Tanya Gold Tanya Gold

Gymkhana is morally disgusting – and fortunately the food’s disgusting too

It’s revolting in the same way that eating in homage to apartheid South Africa or to commemorate the genocide of native Americans is revolting

Gymkhana is a fashionable Indian restaurant in Albemarle Street. It was, according to its natty website, ‘inspired by Colonial Indian gymkhana clubs, set up by the British Raj, where members of high society came to socialise, dine, drink and play sport’. This is revolting, in the same way that eating in homage to apartheid South Africa or to commemorate the genocide of native Americans is revolting.
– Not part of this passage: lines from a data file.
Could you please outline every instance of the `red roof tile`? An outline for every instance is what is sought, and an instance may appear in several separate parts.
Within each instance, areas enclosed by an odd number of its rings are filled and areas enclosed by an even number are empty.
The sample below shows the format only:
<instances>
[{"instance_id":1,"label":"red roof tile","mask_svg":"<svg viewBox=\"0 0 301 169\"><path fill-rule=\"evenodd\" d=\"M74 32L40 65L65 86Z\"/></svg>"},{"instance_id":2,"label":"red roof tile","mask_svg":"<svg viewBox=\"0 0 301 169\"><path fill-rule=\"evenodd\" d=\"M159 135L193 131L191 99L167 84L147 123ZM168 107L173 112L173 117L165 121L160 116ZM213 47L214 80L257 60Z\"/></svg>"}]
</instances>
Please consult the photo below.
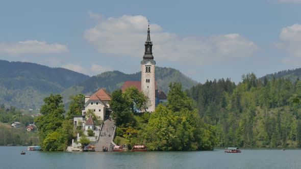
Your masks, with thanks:
<instances>
[{"instance_id":1,"label":"red roof tile","mask_svg":"<svg viewBox=\"0 0 301 169\"><path fill-rule=\"evenodd\" d=\"M141 91L141 82L140 81L127 81L121 87L121 90L123 92L131 86L136 87L139 92ZM155 82L155 89L157 90L157 81Z\"/></svg>"},{"instance_id":2,"label":"red roof tile","mask_svg":"<svg viewBox=\"0 0 301 169\"><path fill-rule=\"evenodd\" d=\"M121 90L123 92L124 90L131 86L136 87L138 91L141 91L141 82L140 81L127 81L121 87Z\"/></svg>"},{"instance_id":3,"label":"red roof tile","mask_svg":"<svg viewBox=\"0 0 301 169\"><path fill-rule=\"evenodd\" d=\"M111 100L111 93L104 89L101 89L98 91L96 92L94 94L98 98L103 101L110 101Z\"/></svg>"},{"instance_id":4,"label":"red roof tile","mask_svg":"<svg viewBox=\"0 0 301 169\"><path fill-rule=\"evenodd\" d=\"M90 116L86 123L85 123L85 125L94 125L94 122L93 122L93 120L92 120L92 116Z\"/></svg>"},{"instance_id":5,"label":"red roof tile","mask_svg":"<svg viewBox=\"0 0 301 169\"><path fill-rule=\"evenodd\" d=\"M27 127L26 127L26 129L27 129L28 128L30 128L31 130L32 130L34 129L34 128L33 127L33 126L31 126L31 125L29 125L28 126L27 126Z\"/></svg>"},{"instance_id":6,"label":"red roof tile","mask_svg":"<svg viewBox=\"0 0 301 169\"><path fill-rule=\"evenodd\" d=\"M91 96L90 96L89 100L99 100L100 99L96 95L93 94L93 95L91 95Z\"/></svg>"}]
</instances>

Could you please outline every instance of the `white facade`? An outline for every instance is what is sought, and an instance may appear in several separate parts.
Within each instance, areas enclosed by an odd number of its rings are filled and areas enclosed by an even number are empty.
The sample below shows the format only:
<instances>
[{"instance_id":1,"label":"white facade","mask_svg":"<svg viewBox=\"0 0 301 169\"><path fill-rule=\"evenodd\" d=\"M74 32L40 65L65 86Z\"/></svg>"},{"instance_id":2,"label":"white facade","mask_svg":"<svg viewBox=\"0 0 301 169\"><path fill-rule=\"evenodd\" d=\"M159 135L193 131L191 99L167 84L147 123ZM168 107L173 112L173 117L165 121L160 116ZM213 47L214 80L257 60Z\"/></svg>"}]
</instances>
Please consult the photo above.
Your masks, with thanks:
<instances>
[{"instance_id":1,"label":"white facade","mask_svg":"<svg viewBox=\"0 0 301 169\"><path fill-rule=\"evenodd\" d=\"M141 64L141 91L149 99L148 112L154 112L155 108L155 63Z\"/></svg>"},{"instance_id":2,"label":"white facade","mask_svg":"<svg viewBox=\"0 0 301 169\"><path fill-rule=\"evenodd\" d=\"M107 105L101 100L88 100L85 104L85 109L83 110L83 115L85 115L86 112L90 109L99 120L104 120L107 111Z\"/></svg>"}]
</instances>

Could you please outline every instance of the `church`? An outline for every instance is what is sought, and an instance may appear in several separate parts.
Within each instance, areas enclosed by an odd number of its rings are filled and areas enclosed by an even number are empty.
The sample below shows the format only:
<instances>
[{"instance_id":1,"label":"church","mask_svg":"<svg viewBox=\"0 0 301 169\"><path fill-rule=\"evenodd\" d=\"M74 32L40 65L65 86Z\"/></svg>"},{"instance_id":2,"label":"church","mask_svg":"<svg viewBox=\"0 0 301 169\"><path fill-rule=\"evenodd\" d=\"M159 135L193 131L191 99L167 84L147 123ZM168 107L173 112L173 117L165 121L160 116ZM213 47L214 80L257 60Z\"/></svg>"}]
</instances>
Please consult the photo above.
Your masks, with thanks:
<instances>
[{"instance_id":1,"label":"church","mask_svg":"<svg viewBox=\"0 0 301 169\"><path fill-rule=\"evenodd\" d=\"M154 112L156 106L161 101L167 100L166 95L162 91L157 90L155 80L156 61L153 55L153 42L150 41L149 25L147 29L147 37L144 43L144 55L141 62L141 81L127 81L121 88L123 91L131 86L136 87L139 91L143 91L150 101L150 106L147 112Z\"/></svg>"}]
</instances>

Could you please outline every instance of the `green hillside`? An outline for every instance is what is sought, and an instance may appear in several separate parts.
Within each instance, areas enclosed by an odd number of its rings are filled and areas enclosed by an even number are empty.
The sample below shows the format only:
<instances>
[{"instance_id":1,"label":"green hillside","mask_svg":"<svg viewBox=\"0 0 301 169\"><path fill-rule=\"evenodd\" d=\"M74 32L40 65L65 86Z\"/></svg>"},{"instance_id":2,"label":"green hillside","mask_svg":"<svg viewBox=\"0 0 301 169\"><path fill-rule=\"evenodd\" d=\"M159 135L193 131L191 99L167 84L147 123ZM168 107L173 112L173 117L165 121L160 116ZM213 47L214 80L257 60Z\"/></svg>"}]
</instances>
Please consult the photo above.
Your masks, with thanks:
<instances>
[{"instance_id":1,"label":"green hillside","mask_svg":"<svg viewBox=\"0 0 301 169\"><path fill-rule=\"evenodd\" d=\"M183 89L187 89L196 85L197 82L184 75L180 71L167 68L156 67L156 80L159 89L167 93L170 82L182 83ZM65 102L68 101L69 96L79 93L90 95L103 88L112 92L120 89L126 81L140 81L141 72L128 74L118 71L109 71L92 76L85 81L73 85L66 90L62 95Z\"/></svg>"},{"instance_id":2,"label":"green hillside","mask_svg":"<svg viewBox=\"0 0 301 169\"><path fill-rule=\"evenodd\" d=\"M60 93L88 78L64 68L0 60L0 103L6 107L38 108L51 93Z\"/></svg>"},{"instance_id":3,"label":"green hillside","mask_svg":"<svg viewBox=\"0 0 301 169\"><path fill-rule=\"evenodd\" d=\"M297 81L298 78L301 79L301 68L292 70L283 70L277 73L267 74L260 78L263 81L264 78L266 78L268 80L270 80L274 77L275 78L284 78L289 79L292 82Z\"/></svg>"}]
</instances>

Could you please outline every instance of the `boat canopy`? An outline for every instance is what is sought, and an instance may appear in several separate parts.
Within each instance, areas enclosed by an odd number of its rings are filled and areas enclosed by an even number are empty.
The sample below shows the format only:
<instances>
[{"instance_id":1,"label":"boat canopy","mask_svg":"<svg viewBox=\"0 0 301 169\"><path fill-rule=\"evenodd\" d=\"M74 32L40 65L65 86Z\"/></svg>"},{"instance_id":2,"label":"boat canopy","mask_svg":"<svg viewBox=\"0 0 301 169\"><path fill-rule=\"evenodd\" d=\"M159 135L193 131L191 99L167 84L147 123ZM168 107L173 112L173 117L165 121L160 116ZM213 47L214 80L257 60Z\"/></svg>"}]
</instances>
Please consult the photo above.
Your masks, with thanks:
<instances>
[{"instance_id":1,"label":"boat canopy","mask_svg":"<svg viewBox=\"0 0 301 169\"><path fill-rule=\"evenodd\" d=\"M122 146L115 146L114 147L114 149L122 149L123 148Z\"/></svg>"},{"instance_id":2,"label":"boat canopy","mask_svg":"<svg viewBox=\"0 0 301 169\"><path fill-rule=\"evenodd\" d=\"M235 150L239 150L239 148L238 147L226 147L226 149Z\"/></svg>"}]
</instances>

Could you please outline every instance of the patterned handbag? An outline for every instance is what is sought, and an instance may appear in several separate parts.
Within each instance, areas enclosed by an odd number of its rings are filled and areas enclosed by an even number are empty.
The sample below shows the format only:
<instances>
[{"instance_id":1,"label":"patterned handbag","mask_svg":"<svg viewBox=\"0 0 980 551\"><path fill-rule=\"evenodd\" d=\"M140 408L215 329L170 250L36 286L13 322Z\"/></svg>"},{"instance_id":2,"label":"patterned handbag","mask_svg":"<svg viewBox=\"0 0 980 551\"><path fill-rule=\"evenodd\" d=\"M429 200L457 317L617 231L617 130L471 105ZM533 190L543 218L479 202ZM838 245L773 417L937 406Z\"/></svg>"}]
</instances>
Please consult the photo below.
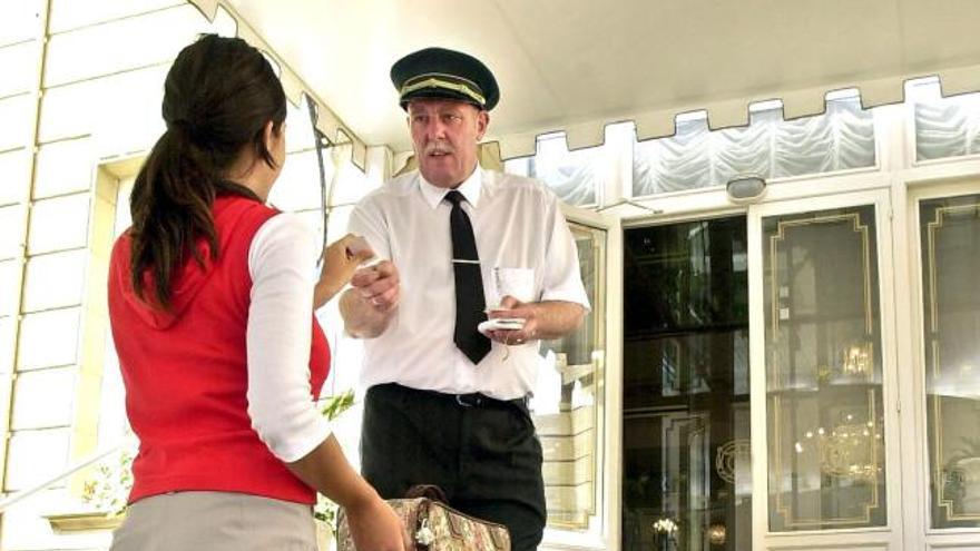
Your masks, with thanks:
<instances>
[{"instance_id":1,"label":"patterned handbag","mask_svg":"<svg viewBox=\"0 0 980 551\"><path fill-rule=\"evenodd\" d=\"M405 499L388 500L416 551L510 551L507 527L463 514L445 502L445 494L433 485L412 486ZM357 551L343 510L337 516L337 551Z\"/></svg>"}]
</instances>

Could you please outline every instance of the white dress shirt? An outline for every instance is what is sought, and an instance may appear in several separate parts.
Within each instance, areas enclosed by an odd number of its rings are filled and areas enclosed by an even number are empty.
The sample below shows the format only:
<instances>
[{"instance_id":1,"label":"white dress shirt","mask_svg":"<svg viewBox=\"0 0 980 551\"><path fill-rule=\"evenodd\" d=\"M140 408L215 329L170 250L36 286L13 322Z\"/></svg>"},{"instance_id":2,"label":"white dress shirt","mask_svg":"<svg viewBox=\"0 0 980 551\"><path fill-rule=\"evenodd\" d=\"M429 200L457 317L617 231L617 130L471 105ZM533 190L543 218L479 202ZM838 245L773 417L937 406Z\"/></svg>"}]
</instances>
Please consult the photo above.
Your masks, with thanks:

Not that this is exceptional, of course; these days no crime is so calamitous it cannot be seconded into an entertainment experience or themed meal. There is, after all, a cafeteria at Auschwitz which received the following review online: ‘They have a range of foods, from snacks, drinks, ice cream, hot dogs, burgers and meals. Plenty of seating.’ Ah, plenty of seating. It may be in the Talmud — the redemptive power of plenty of seating. Or maybe not.

The critics love Gymkhana. It has a Michelin star — not that this indicates anything beyond a skill with tiny hobbit food — and is national restaurant of the year in some stupid restaurant awards, known to human beings as poisonous PR puff, that I have retrospectively boycotted.

It looks, first, like an over-polished pub; a J.D. Wetherspoon in which an obsessive-compulsive has been let loose with Pledge. It is an ugly and depressing plethora of dark woods and leathers, which invites comparison with eating in a five-star or maybe seven-star coffin, in the company of the heads of dead animals, brought to you by the shotgun of some Maharaja of Jodhpur; a Vanity Fair death, if you will. There are photographs of cricket teams and polo teams on the walls alongside them; more death, in sepia. Further in there is deeper hell, near the loos — an engraving of a white couple carried around by Indians, who look as miserable as engraving, not the greatest of the visual arts, can convey; and it is all the sadder for it.